PAT: Dave, usually people don't take kindly to somebody on their side saying things like this. And, you know, having any kind of change of heart. Are you getting a lot of -- are you getting a lot of pushback? Are you getting a lot of virulent tweets and response from what you've been saying lately?

DAVE: Yeah. I mean, look, you know, the way we interact these days, because we're all doing it behind a computer, because so many people are doing it anonymously and, you know, create all these fake accounts, it's hard to pilfer any truth out of what really matters or whatnot. Yeah, I get a couple bad articles --

PAT: Yeah, you can't be very popular at the Young Turks Network anymore, right?

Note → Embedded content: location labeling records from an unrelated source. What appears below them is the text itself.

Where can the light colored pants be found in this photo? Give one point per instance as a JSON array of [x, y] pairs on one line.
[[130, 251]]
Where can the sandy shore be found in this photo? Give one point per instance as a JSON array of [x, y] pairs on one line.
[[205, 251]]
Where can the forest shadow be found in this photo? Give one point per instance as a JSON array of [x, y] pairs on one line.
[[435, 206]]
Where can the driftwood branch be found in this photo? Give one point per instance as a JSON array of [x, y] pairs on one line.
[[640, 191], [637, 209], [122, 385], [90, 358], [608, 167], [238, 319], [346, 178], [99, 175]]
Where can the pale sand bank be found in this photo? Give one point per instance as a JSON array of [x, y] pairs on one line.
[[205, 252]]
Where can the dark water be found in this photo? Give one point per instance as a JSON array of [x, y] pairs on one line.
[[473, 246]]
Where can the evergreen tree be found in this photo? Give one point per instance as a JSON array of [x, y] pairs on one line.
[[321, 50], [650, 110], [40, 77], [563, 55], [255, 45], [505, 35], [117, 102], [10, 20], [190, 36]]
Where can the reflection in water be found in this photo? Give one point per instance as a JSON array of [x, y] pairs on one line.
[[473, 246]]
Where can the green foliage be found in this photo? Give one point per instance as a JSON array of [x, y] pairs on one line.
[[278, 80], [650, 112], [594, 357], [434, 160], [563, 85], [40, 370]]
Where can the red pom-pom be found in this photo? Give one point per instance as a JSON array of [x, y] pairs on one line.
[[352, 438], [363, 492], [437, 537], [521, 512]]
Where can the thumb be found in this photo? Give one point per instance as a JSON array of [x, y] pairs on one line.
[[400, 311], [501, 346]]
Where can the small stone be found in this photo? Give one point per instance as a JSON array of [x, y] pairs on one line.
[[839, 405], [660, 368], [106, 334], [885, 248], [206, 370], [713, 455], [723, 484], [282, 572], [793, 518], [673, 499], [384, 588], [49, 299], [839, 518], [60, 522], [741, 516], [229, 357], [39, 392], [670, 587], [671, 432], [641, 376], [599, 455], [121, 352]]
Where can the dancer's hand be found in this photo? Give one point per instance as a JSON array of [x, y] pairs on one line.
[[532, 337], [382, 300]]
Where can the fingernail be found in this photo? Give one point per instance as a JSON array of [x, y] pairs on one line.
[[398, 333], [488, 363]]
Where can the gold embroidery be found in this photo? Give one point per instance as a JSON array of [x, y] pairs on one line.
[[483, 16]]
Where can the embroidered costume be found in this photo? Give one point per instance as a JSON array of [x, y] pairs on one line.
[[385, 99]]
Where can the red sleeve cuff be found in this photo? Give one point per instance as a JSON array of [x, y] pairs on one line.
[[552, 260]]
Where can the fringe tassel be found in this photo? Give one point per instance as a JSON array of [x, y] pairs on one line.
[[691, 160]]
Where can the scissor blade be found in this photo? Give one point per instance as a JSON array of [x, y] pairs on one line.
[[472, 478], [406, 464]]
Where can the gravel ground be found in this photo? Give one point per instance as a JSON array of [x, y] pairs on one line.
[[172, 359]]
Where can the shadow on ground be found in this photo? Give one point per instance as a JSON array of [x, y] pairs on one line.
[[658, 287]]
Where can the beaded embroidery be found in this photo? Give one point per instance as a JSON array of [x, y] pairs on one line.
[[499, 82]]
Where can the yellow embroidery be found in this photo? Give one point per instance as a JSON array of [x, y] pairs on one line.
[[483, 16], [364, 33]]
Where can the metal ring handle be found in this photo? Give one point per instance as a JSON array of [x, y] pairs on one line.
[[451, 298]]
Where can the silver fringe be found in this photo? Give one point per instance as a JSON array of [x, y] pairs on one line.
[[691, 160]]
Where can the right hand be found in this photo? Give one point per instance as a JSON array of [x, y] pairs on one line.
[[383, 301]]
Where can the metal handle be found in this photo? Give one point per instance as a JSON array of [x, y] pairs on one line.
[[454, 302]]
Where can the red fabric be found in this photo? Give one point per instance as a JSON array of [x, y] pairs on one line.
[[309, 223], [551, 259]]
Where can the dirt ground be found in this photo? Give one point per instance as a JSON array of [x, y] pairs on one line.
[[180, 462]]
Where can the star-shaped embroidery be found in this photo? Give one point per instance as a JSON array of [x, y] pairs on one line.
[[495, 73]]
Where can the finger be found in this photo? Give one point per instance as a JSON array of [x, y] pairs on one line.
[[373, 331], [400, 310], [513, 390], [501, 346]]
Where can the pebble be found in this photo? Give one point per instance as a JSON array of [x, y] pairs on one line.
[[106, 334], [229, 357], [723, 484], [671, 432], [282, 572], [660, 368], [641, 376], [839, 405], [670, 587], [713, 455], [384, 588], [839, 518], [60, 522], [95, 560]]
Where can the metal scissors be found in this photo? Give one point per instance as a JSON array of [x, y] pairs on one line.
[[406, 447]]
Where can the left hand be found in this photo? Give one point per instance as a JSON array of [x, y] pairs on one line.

DAVE: Well, look -- yeah, well, none of those guys will talk to me. And really, there was a direct line through -- over the course of the last two years, and particularly the free speech stuff, when Charlie Hebdo happened and when that whole blowup happened on realtime between Sam Harris and Bill Maher versus Ben Affleck, where they were trying to explain really complex issues related to the difference between the nominal average Muslim person and what an Islamist is and what a jihadist is and all of this stuff. Really complex stuff. And just the knee-jerk response to yell bigot and racist. And that if anybody didn't immediately say they were for gay marriage, the second you were for gay marriage, then they're a homophobe.

And if they immediately aren't okay with the bathroom designation that you want, the second you want it, they're a transphobe. Or all of these things.

This isn't -- it's not a mature enlightened way of thinking. It's actually completely the reverse of that.

And I'm a firm believer -- Glenn, you know this. I'm married. I'm gay married. Okay. So, you know, I think that I can show people that you don't have to bark and shame people into liking you. No one likes that. What you can do is be a responsible human being and show people that that's okay.

And so these guys -- look, the progressives have used all these words to the point that they're meaningless. And what I hear now, and I've done a couple videos on this recently, is that when you've pinned everybody else to be Hitler basically -- because this is what they're doing: Everyone else is a bigot and a racist and Hitler, blah, blah, your only other out then is violence. And I think we're already seeing the underpinnings of that. And I suspect we're going to see more of it unfortunately.

GLENN: I will tell you, Dave, I sat with you -- and, first of all, let me correct you on one thing.

DAVE: Yeah.

GLENN: I was -- I'm -- my stance on gay marriage has been the same since the late 1990s. And that is, while my faith says that's not right, my stance on that is, that's not my decision. That's between you and your God and you and whoever. And the government has nothing to do with it.

DAVE: Yeah.

GLENN: So I was pro-gay marriage years before Obama and Hillary Clinton were.

DAVE: Sure.

GLENN: And yet I was the bigot. I just don't believe the government has any place -- you work out your marriage, I'll work out my marriage. I don't have a right to tell you what to believe, and you don't have a right to tell me what I should believe.

DAVE: By the way, Glenn, think what a beautiful thing that is. So first off, I apologize for misrepresenting your position.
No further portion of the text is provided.